Vellottamparappu is a panchayat town in Erode district in the Indian state of Tamil Nadu.

Demographics
 Indian census, Vellottamparappu had a population of 8129 which included equal numbers of male and female. Children below age 6 have a ratio of 8% of the total population. Vellottamparappu has an average literacy rate of 64%, which is higher than the national average of 59.5%. Literacy in males is higher than that of the females.
Sakthi poultry farm is the best farm at Vellotamparappu.

Economy
The population mostly consists of farmers and agricultural laborers who are dependent on the Kalingarayan canal.
The main crops are turmeric, paddy, sugarcane, maize, ginger, etc. Although the yield is good, the people are suffering mainly due to the lower prices for their products.

Facilities
The village has a public Higher Secondary school that has achieved 100% results in the SSLC examination over the last few years. 

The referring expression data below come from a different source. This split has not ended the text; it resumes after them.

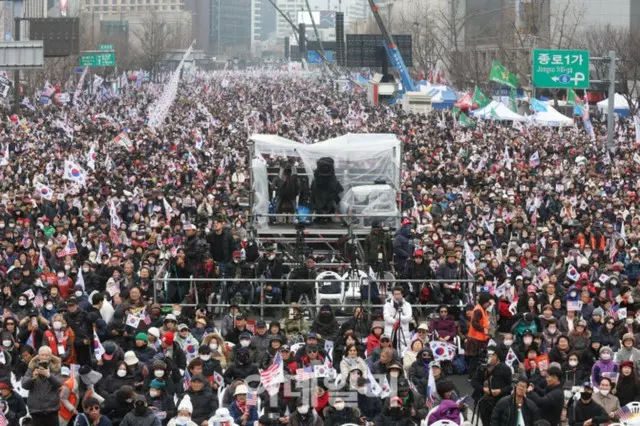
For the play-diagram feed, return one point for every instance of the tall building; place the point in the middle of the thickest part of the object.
(121, 21)
(201, 23)
(231, 31)
(263, 20)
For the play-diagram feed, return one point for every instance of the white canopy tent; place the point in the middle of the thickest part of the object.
(620, 105)
(551, 118)
(359, 159)
(501, 113)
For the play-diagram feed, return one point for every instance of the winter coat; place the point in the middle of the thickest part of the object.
(205, 403)
(83, 420)
(505, 413)
(401, 248)
(236, 413)
(581, 412)
(147, 419)
(610, 403)
(626, 354)
(296, 420)
(43, 391)
(444, 327)
(446, 410)
(550, 404)
(602, 367)
(404, 314)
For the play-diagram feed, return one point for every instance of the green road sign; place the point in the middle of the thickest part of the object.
(98, 59)
(561, 69)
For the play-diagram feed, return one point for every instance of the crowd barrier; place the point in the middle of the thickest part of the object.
(350, 291)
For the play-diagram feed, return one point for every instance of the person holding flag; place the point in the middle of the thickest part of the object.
(516, 409)
(490, 383)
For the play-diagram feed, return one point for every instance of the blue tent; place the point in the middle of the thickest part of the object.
(442, 97)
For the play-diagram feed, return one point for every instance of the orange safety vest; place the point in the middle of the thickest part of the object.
(484, 322)
(71, 384)
(73, 399)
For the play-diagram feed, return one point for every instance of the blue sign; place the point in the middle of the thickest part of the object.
(313, 57)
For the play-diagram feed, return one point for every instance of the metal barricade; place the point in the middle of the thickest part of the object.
(260, 281)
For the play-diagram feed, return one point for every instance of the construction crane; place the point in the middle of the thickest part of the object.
(392, 51)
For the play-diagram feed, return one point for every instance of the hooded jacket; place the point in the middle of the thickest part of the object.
(43, 391)
(204, 402)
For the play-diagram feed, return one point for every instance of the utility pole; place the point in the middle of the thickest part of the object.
(612, 95)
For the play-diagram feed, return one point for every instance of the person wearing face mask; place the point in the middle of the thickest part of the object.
(605, 365)
(603, 396)
(609, 334)
(397, 314)
(585, 411)
(59, 338)
(160, 402)
(241, 368)
(304, 415)
(575, 372)
(210, 365)
(218, 348)
(141, 415)
(628, 351)
(490, 383)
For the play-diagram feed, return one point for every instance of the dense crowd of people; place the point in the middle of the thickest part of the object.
(90, 337)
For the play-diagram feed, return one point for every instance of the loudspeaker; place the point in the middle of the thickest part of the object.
(302, 46)
(340, 47)
(287, 48)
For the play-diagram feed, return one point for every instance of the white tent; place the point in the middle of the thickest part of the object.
(501, 113)
(551, 118)
(620, 105)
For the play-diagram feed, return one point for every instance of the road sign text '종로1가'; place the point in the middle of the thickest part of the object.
(561, 69)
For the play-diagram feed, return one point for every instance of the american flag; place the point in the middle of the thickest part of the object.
(252, 399)
(273, 375)
(70, 248)
(187, 380)
(304, 374)
(613, 311)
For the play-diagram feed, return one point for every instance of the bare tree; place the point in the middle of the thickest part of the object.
(153, 38)
(417, 21)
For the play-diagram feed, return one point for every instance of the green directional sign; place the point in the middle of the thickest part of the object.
(98, 59)
(561, 69)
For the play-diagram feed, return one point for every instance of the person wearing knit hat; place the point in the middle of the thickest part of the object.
(628, 351)
(242, 413)
(604, 366)
(163, 405)
(628, 385)
(185, 411)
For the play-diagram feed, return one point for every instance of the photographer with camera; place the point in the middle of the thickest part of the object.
(490, 383)
(397, 316)
(43, 382)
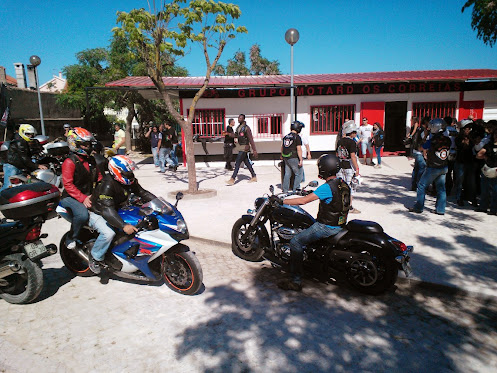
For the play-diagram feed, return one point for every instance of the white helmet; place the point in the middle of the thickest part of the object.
(349, 127)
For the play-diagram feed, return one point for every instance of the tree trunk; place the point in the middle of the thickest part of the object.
(129, 121)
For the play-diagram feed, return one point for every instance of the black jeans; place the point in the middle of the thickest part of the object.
(242, 157)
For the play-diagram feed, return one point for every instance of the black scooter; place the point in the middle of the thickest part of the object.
(361, 254)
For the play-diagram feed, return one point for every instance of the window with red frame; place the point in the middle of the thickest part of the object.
(328, 119)
(434, 109)
(268, 125)
(208, 122)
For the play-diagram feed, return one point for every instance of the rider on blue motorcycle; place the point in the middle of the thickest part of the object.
(110, 195)
(334, 205)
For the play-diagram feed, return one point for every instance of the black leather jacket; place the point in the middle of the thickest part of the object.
(110, 195)
(19, 154)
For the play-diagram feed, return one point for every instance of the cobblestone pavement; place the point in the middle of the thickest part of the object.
(241, 322)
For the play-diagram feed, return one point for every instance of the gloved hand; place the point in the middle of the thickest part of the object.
(274, 199)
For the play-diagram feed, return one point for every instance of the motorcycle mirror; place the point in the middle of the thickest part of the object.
(313, 184)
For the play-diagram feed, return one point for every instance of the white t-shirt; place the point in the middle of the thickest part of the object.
(305, 141)
(366, 132)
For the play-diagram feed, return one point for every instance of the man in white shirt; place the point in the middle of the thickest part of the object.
(365, 139)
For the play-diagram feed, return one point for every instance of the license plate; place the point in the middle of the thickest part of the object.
(35, 249)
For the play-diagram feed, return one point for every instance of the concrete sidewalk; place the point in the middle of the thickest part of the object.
(456, 250)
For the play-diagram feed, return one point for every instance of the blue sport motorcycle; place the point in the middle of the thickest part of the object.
(153, 254)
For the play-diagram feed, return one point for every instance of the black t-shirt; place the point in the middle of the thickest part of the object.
(438, 152)
(290, 143)
(227, 138)
(345, 147)
(491, 153)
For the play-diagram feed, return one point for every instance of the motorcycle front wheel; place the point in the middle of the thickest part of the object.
(249, 248)
(25, 285)
(73, 262)
(373, 274)
(181, 271)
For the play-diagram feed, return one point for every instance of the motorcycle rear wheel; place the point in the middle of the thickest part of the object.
(374, 275)
(249, 249)
(182, 272)
(73, 261)
(25, 286)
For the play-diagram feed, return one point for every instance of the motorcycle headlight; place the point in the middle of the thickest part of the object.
(181, 226)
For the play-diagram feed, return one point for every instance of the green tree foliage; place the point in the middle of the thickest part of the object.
(484, 19)
(258, 64)
(162, 34)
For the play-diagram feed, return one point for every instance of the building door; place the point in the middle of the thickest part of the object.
(395, 125)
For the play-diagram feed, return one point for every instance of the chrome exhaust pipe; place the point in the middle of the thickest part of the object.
(8, 268)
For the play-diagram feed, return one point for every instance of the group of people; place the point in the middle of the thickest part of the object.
(456, 158)
(164, 143)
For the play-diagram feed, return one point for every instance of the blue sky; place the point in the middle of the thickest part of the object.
(335, 36)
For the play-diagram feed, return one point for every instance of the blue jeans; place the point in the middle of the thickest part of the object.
(164, 158)
(105, 236)
(292, 165)
(488, 194)
(79, 217)
(8, 171)
(431, 175)
(418, 170)
(242, 157)
(155, 154)
(378, 153)
(314, 233)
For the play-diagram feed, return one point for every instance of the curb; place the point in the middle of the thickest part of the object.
(414, 284)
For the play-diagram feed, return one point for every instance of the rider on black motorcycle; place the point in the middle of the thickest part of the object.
(110, 195)
(79, 175)
(334, 205)
(19, 154)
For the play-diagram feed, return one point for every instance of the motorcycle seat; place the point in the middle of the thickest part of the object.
(363, 226)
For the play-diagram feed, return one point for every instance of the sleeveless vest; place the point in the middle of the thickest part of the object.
(335, 213)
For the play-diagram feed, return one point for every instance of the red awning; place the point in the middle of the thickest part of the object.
(309, 79)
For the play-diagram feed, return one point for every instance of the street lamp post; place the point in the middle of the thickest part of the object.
(291, 37)
(35, 61)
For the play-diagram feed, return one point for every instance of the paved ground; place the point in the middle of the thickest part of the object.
(242, 322)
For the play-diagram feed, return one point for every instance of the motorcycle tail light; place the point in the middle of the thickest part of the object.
(34, 233)
(400, 245)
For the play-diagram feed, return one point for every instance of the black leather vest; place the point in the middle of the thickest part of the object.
(335, 213)
(82, 179)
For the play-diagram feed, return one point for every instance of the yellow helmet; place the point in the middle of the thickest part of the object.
(27, 132)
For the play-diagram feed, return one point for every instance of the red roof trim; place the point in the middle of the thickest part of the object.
(278, 80)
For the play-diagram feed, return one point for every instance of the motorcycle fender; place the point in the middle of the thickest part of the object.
(261, 230)
(365, 240)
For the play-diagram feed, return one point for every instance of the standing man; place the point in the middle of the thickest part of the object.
(243, 135)
(347, 153)
(365, 139)
(119, 145)
(436, 149)
(229, 144)
(291, 152)
(19, 154)
(155, 137)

The village has a small library that houses more than 1,000 books and various periodicals. It is used by the students and the local people.

Naduppalayam, which is a nearby village, has a market that opens every Thursday.

The Kundam festival, which occurs annually in January and February, is very famous in the area.

Subdivisions
This village holds the small towns of Perumampalayam, Periyur, Arikarankattur, Thitukattur, Vellapampalayam, Anaigoundan Pudur, Devampalayam, Naduppalayam, Devampalayam, Annamar Kovil and Vaduganur.